今まで、理解してもらえない人については、あきらめていたが、そういう人も含めてチームとしてやって行くことが大切ということを学んだ。

グループワークでカードを用いて、言語的、非言語的コミュニケーションを体験した。言葉の役割の大きさを実感。非言語的コミュニケーションだけでも同じ目的があり、追い求める姿勢が両者に保たれれば、達成することが可能ということを体験した。

 

4) 緩和医療とケア

希望とは何か、目標に限りなく近づくという期待感。人生は、何か達成させるためにある。目標をもったことにいずれ達成できるのではないかということ。この言葉は、とても印象に残っている。患者の期待、希望が、本当に現実的なのか、ということを直視する。それができないと、現実とのギャップが拡がり、QOLを低下させることになる。今までの傾向として、何とかかなえていけないか、ということにとらわれて、無理をしていたように思う。看護婦は、職業人としてリアリストであることが求められるということを学んだ。

私の職場では、回復に向けて解決可能な問題に対し、アプローチをつづけて行くことが多い。緩和ケアにおいては、回復が望めない状況が前提となり、その状況下で、どう支援することがTotal painの緩和につながるのか、という視点で考えていくこと。

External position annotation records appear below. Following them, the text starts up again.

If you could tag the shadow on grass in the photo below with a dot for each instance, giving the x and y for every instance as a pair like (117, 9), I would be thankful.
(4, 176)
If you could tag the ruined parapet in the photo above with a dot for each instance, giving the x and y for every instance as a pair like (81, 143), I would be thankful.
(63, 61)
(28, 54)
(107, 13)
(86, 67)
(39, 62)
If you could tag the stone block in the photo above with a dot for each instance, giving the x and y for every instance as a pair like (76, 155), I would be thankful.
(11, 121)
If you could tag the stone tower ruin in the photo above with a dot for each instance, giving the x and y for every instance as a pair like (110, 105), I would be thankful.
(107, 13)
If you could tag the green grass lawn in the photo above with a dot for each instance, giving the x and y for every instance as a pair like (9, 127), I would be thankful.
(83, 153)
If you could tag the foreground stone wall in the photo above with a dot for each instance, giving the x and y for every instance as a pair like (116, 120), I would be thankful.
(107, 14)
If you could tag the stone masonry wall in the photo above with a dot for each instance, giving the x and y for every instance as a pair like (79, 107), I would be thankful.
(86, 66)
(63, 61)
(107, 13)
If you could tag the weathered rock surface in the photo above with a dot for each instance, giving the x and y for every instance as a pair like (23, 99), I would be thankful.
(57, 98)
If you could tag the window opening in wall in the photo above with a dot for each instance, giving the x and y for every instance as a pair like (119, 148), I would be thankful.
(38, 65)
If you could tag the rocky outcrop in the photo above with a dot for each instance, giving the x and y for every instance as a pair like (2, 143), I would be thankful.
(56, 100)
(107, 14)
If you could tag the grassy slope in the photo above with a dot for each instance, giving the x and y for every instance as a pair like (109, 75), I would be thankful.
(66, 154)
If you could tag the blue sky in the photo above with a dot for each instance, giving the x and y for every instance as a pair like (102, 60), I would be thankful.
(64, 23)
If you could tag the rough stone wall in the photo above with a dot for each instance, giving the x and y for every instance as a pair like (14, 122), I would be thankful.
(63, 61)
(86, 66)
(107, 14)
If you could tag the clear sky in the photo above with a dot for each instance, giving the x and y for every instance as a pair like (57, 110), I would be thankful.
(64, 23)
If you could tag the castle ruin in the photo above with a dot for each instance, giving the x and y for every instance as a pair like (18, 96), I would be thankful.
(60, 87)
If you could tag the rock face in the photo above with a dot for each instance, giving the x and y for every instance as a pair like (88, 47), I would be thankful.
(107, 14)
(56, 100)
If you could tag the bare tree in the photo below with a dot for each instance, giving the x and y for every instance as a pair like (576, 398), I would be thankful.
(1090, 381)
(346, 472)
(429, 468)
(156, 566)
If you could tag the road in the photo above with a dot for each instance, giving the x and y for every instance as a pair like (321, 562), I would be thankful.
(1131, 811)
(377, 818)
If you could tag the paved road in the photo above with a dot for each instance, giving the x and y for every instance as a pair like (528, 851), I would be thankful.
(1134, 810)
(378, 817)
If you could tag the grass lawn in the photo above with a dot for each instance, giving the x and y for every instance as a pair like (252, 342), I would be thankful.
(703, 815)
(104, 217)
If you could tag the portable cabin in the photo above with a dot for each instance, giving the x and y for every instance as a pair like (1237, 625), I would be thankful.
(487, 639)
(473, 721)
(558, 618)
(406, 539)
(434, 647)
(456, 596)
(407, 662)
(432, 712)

高すぎる目標は、現実とのギャップを生み、それが苦痛増加となることもある。目標設定のプロセスの大切さ、患者の価値観の尊重、それを素直に受け入れる難しさを学んだ。そして、ケアの三原則、1)症状マネジメント、苦痛からの解放、2)コミュニケーション、3)家族への援助があり、パートナーシップ、チームアプローチの大切さがここでもうたわれていた。